27.11.2019

New National Interest Test Proposed for New Zealand’s Overseas Investment Rules

The New Zealand Government has recently announced yet more proposed changes to New Zealand’s overseas investment rules to be introduced early next year.

The key proposed change is the introduction of a new “national interest” test which will apply to the sale of infrastructure of a certain scale.   

The Associate Minister of Finance, David Parker, noted that under the current Overseas Investment Act, the sale of strategic assets such as ports, airports, telecommunications infrastructure, electricity and other critical infrastructure are not assessed through a national interest lens.  Mr Parker stated “We are introducing a number of new powers, consistent with global best practice, to protect New Zealanders’ best interests in such important – often monopoly – assets”.  Mr Parker said the threshold for considering infrastructure sales would be $500m if the buyer was Australian, $200m from a CPTPP country and $100m from other countries.  Although no specific details regarding the elements of the new national interest test have been released, Parker advised that the national interest test is likely to be similar to that of Australia, being “… a broad discretion for the Government to reach into those transactions when it wants to and decline to approve it where we think it’s not in the interest of the country.”  In our view, it will be important that there is sufficient certainty so as to not deter foreign investment in New Zealand assets due to a lack of clarity.

Other changes include a “call in” power, with no investment threshold, for the proposed sale of New Zealand’s most strategically important assets.  This is likely to include companies developing military technology, other direct suppliers to New Zealand’s defence and security agencies and (potentially) certain key media assets.  The Government will be able to stop investments that pose a significant risk to national security or public order. It was noted that these powers are unlikely to be regularly used and would only be used where necessary for protecting New Zealand.  A further change would apply to the purchase of water bottling plants on sensitive land. Specifically, a new test which considers the impact on water quality and sustainability of a water botting enterprise where applications are made by overseas buyers to purchase such assets. 

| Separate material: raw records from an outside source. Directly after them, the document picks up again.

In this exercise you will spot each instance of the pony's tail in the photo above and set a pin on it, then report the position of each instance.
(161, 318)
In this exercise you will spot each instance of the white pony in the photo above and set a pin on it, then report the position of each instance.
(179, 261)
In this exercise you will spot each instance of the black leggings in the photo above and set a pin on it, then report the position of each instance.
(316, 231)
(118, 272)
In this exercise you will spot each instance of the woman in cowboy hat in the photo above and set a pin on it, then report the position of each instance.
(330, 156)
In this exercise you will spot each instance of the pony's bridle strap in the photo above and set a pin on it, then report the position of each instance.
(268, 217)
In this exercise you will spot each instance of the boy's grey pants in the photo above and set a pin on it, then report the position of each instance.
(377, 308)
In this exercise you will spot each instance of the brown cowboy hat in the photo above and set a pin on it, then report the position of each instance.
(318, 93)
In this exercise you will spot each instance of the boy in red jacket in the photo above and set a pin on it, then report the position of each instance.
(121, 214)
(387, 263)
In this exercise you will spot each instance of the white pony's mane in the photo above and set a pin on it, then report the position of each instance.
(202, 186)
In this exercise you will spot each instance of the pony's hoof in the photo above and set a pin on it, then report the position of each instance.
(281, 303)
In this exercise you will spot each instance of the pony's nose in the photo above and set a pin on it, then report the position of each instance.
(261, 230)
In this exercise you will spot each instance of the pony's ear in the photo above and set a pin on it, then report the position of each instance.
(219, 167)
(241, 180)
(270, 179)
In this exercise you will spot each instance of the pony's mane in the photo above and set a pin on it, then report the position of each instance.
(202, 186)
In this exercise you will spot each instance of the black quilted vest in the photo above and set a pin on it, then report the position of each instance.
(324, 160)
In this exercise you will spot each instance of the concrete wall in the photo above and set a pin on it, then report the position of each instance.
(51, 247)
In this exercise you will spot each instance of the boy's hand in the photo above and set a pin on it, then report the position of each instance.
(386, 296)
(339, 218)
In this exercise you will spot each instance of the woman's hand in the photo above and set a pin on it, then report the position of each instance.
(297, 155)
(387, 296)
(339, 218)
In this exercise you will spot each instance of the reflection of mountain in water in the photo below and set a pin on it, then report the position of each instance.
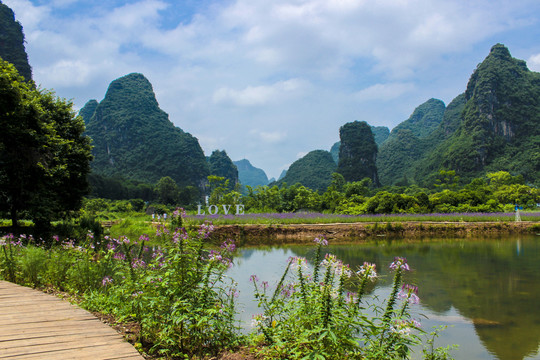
(493, 283)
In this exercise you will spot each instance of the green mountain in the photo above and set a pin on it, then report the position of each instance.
(133, 138)
(381, 133)
(357, 152)
(498, 127)
(12, 42)
(407, 143)
(314, 171)
(220, 164)
(250, 175)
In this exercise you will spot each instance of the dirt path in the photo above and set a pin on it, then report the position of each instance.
(295, 233)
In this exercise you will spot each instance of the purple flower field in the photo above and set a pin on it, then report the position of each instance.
(314, 217)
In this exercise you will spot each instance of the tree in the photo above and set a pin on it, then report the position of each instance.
(221, 165)
(44, 156)
(357, 152)
(167, 191)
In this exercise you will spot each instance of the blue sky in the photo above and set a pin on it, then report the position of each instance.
(270, 80)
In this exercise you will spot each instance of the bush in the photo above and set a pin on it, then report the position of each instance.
(312, 317)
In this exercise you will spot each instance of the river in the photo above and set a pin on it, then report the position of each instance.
(486, 290)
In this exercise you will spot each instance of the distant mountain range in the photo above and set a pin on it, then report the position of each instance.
(133, 138)
(493, 125)
(249, 174)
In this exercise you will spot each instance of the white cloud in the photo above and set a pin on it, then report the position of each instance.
(534, 63)
(280, 67)
(256, 95)
(383, 92)
(301, 154)
(270, 137)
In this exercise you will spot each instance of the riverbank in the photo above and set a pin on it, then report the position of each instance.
(246, 234)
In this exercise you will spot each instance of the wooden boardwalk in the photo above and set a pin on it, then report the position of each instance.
(34, 325)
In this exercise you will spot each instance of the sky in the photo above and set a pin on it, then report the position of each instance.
(271, 80)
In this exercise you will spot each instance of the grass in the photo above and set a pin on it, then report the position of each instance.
(320, 218)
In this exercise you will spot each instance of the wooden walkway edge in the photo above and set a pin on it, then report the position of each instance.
(34, 325)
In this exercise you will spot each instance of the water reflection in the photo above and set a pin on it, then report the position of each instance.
(488, 290)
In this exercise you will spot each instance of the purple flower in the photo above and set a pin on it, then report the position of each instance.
(369, 270)
(144, 237)
(119, 256)
(228, 245)
(399, 263)
(321, 240)
(106, 281)
(138, 263)
(409, 293)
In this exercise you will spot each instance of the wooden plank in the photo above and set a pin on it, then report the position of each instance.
(34, 325)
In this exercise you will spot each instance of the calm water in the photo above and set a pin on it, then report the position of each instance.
(486, 291)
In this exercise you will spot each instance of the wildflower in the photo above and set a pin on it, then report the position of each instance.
(257, 320)
(329, 260)
(369, 270)
(401, 327)
(205, 229)
(321, 241)
(119, 256)
(409, 293)
(215, 256)
(138, 263)
(343, 270)
(106, 281)
(124, 240)
(287, 290)
(298, 262)
(228, 245)
(351, 298)
(144, 237)
(399, 263)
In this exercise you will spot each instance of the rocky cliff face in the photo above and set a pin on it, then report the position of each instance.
(134, 138)
(250, 175)
(12, 42)
(407, 142)
(357, 152)
(500, 127)
(493, 126)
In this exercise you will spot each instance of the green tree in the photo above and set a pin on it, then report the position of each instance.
(357, 152)
(44, 156)
(220, 164)
(167, 191)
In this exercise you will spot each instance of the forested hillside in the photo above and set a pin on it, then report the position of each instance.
(133, 138)
(357, 152)
(380, 133)
(249, 174)
(499, 126)
(12, 42)
(407, 143)
(220, 164)
(313, 171)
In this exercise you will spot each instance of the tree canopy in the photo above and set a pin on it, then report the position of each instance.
(357, 152)
(12, 42)
(44, 156)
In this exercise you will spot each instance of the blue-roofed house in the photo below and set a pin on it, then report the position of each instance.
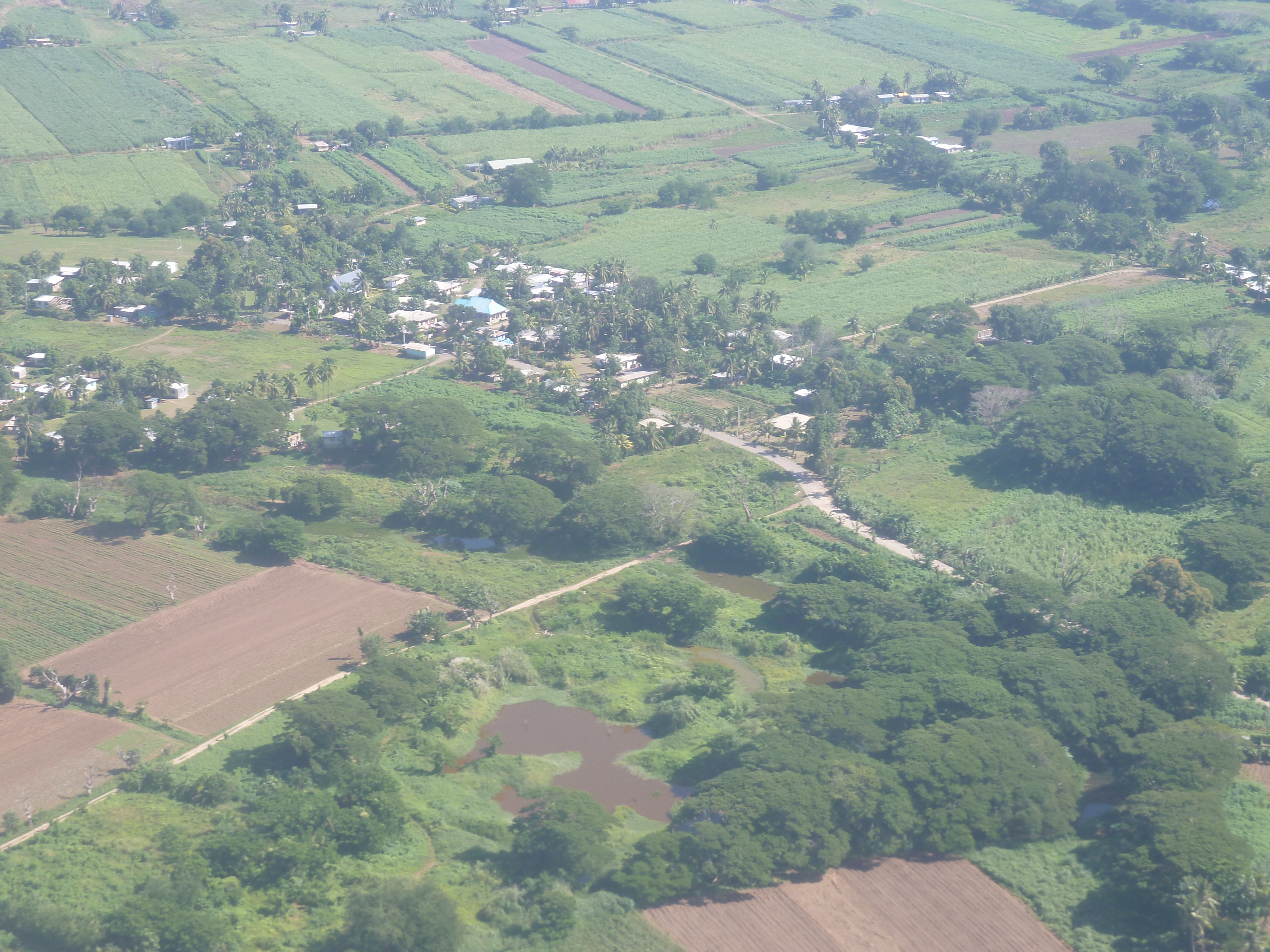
(350, 282)
(487, 307)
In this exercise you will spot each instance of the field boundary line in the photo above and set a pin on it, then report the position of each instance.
(1136, 270)
(819, 494)
(44, 827)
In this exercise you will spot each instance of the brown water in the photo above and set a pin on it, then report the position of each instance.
(825, 678)
(746, 586)
(540, 728)
(750, 681)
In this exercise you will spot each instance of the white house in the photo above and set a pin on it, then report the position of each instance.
(624, 362)
(787, 422)
(634, 378)
(418, 352)
(500, 164)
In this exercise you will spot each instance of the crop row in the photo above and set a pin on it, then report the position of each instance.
(90, 105)
(957, 51)
(959, 232)
(413, 166)
(41, 623)
(723, 79)
(37, 190)
(497, 225)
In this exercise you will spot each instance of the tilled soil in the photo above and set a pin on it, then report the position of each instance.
(890, 906)
(222, 658)
(45, 753)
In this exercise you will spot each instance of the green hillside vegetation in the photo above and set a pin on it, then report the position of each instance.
(1027, 360)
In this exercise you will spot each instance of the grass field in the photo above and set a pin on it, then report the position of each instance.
(90, 103)
(25, 135)
(36, 190)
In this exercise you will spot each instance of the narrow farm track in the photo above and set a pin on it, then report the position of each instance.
(819, 494)
(981, 308)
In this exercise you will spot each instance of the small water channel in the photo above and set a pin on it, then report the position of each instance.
(746, 586)
(750, 681)
(539, 728)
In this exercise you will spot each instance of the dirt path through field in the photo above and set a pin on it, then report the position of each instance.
(143, 343)
(45, 752)
(1145, 48)
(982, 308)
(890, 906)
(217, 659)
(817, 494)
(457, 64)
(389, 175)
(519, 55)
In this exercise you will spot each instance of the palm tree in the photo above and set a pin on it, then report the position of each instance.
(1200, 906)
(463, 357)
(327, 371)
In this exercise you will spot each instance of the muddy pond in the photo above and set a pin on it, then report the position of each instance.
(746, 586)
(539, 728)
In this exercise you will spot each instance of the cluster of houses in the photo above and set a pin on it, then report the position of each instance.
(50, 300)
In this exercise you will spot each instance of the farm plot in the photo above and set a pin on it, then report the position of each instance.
(90, 105)
(223, 657)
(288, 88)
(45, 752)
(609, 77)
(23, 135)
(497, 225)
(615, 138)
(956, 51)
(413, 166)
(886, 907)
(722, 77)
(62, 588)
(137, 180)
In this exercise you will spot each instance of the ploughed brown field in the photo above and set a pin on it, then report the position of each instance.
(890, 906)
(45, 752)
(223, 657)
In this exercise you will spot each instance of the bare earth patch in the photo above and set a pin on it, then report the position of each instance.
(1258, 774)
(222, 658)
(892, 906)
(45, 752)
(457, 64)
(1086, 142)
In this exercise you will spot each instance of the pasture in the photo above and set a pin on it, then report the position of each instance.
(879, 907)
(228, 654)
(92, 105)
(36, 190)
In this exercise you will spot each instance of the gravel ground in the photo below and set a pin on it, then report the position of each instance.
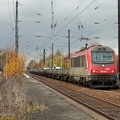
(51, 106)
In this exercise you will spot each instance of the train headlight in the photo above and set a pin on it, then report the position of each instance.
(94, 71)
(112, 71)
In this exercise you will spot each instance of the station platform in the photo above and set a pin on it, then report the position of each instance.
(43, 103)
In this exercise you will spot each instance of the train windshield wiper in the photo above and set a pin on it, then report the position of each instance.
(103, 62)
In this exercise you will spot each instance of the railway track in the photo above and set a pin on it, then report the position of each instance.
(96, 100)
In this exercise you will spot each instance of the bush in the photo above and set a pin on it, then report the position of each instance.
(15, 64)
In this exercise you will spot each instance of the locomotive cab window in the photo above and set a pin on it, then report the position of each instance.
(79, 61)
(102, 57)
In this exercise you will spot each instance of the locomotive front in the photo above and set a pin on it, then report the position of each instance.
(102, 66)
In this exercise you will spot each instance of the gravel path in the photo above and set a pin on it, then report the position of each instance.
(43, 104)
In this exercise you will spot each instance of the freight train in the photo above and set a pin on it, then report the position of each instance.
(94, 66)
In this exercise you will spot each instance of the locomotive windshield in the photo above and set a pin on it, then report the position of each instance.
(102, 57)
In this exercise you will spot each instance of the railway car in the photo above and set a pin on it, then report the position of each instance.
(94, 66)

There are also changes proposed to the enforcement powers under the Overseas Investment Act.  The maximum fine for non-compliance with the Act is currently NZ$300,000.  It is proposed that this is increased to NZ$500,000 for individuals and NZ$10m for corporates.  This illustrates the current Government’s tough stance on breaches of the Overseas Investment Act.

The Government has advised that a Bill implementing the above changes will be introduced in early 2020.  These proposed changes follow the reforms made last year which effectively banned overseas buyers (other than Australian or Singaporean citizens and permanent residents) from buying residential homes in New Zealand.